The young and dynamic are more interested in increasing efficiency, fearlessness and noble values. Students of philosophy will find sections relating to God, Brahman and discussions on the evolution of souls useful in understanding Hindu thought.
Further, wherever footnotes are given in Sanskrit Devanagari scripts, their English transliterations are given at the end of this book to facilitate the readers.
We ardently hope that this book will greatly help the readers in understanding the teachings of Bhagavad-Gita More relevant and practical in all walks of life even today.
If the Upanisads are the textbooks of philosophical principles discussing man, the world, and God, the Gita is a handbook of instructions as to how every human being can come to live the subtle philosophical principles of Vedanta in the actual workaday world.
Srimad Bhagavad-Gita, the divine song of the Lord, comprises eighteen chapters of the Bhisma Parva of the Mahabharata, from the 25th to the 42nd. This great handbook of practical living marked a positive revolution in Hinduism and inaugurated a Hindu renaissance for the Ages that followed
the Pauranika era.
In the song of the Lord, the Gita, the poet-seer, V yasa has brought the Vaidika truths from the sequestered Himalayan caves into the active fields of political life and into the confusing tension of an imminent fratricidal war. Under the stress of some psychological maladjustments Arjuna’s mental equipoise was shattered and he lost his capacity to act with true discrimination. Lord Krsna takes in hand that neurotic mind of Arjuna for a Hindu treatment with Vaidika truths.
Mind is man. As the mind so is the individual. If the mind is disturbed the individual is disturbed. If the mind is good the individual is good. This mind for purposes of our study and understanding may be considered as constituted of two distinct sides - one facing the world of stimuli that reach it from the objects of the world, and the other facing ‘within’ which reacts to the stimuli received. The outer mind facing the object is called the objective mind (manas) and the inner mind is called the subjective mind (buddhi).
That individual is whole and healthy in whom the objective and subjective aspects of the mind work in unison with each other and in moments of doubt the objective mind readily comes under the disciplining influence of the subjective mind. But unfortunately except for a rare few the majority of us have minds that are split. This split between the subjective and the objective aspects of our mind is primarily created by the layer of egoistic desires in the individual. The greater the distance between these two phases of the mind the greater the inner confusion in the individual and the greater the egoism and low desires which the individual comes to exhibit in life.
At each moment man meets with different patterns of these stimuli and thus constantly gathers new impressions (vasanas) in the subjective mind. Every set of impulses reaching it not only adds to the existing layers of impressions already in it but also gets coloured by the quality of these vasanas hoarded within. When they are translated into action, the actions carry a flavour of the existing vasanas in the subjective mind.
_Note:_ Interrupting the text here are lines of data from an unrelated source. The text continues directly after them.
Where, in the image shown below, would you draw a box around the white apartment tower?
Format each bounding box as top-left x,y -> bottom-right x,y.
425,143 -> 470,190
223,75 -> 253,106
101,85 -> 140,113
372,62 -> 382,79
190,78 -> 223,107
All of us live constantly meeting with a variety of experiences and at each incident we perceive, react with the perceived, and come to act in the outer field. In this process we unwittingly come to hoard in ourselves more and more dirt of new impressions. The subjective mind gets increasingly granulated by the overlapping signatures of our own past moments. These granulations make the subjective mind dull and opaque. They form an impregnable wall between ourselves and the spiritual divinity that shines eternally as pure Consciousness deep within the core of our personality.
The theory of Vedanta repeats that reduction of vasanas is the means of releasing the energy of the mind. Similarly, man is not aware today of his divine spiritual nature because the subjective mind reflecting it is thickly coated with dull vasanas gathered by it during its egocentric, passionate existence in the world.